System-Level Safety and Certification Implications of Linux in Airborne Avionics

This paper presents a certification-oriented, system-level analysis of using Linux in safety-critical airborne avionics, with emphasis on Design Assurance Level (DAL) A/B systems. Linux is a feature-rich general-purpose OS whose open and dynamic execution semantics can be difficult to finitely bound and operationally “freeze” at integration time. We analyze how key architectural characteristics of Linux—including a large trusted computing base (TCB), asynchronous kernel activity, mutable memory mappings, monolithic privilege domains, and a rapidly evolving toolchain—interact with assurance objectives commonly expected under DO-178C and DO-330. The analysis identifies eight independently sufficient certification-relevant risk factors affecting temporal determinism, spatial isolation, fault containment, configuration stability, and lifecycle assurance feasibility.

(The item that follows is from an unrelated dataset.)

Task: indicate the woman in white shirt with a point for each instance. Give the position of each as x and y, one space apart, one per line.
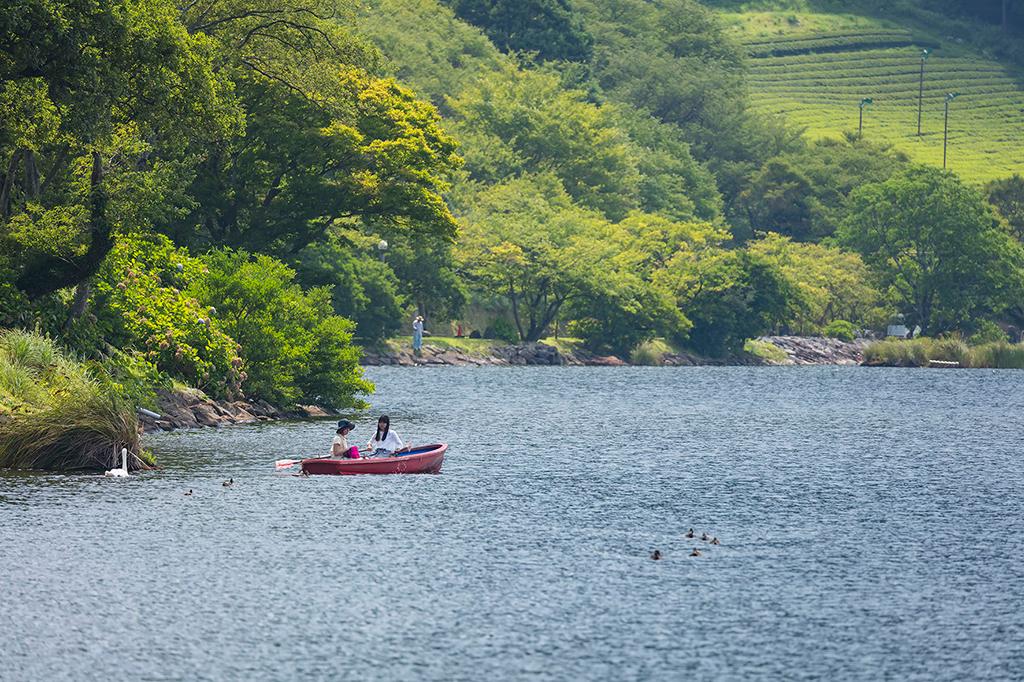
385 441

To avoid fragmented observations, these factors are consolidated into a unified causal framework that traces certification challenges back to two consequence categories: airworthiness feasibility constraints and semantic complexity. The framework also evaluates commonly proposed mitigations (e.g., PREEMPT_RT, containers, and static configuration) and explains why these measures may not address the underlying system-level issues. The contribution of this work is a structured argumentation framework that makes architectural implications explicit and supports operating-system selection and safety governance decisions in integrated modular avionics.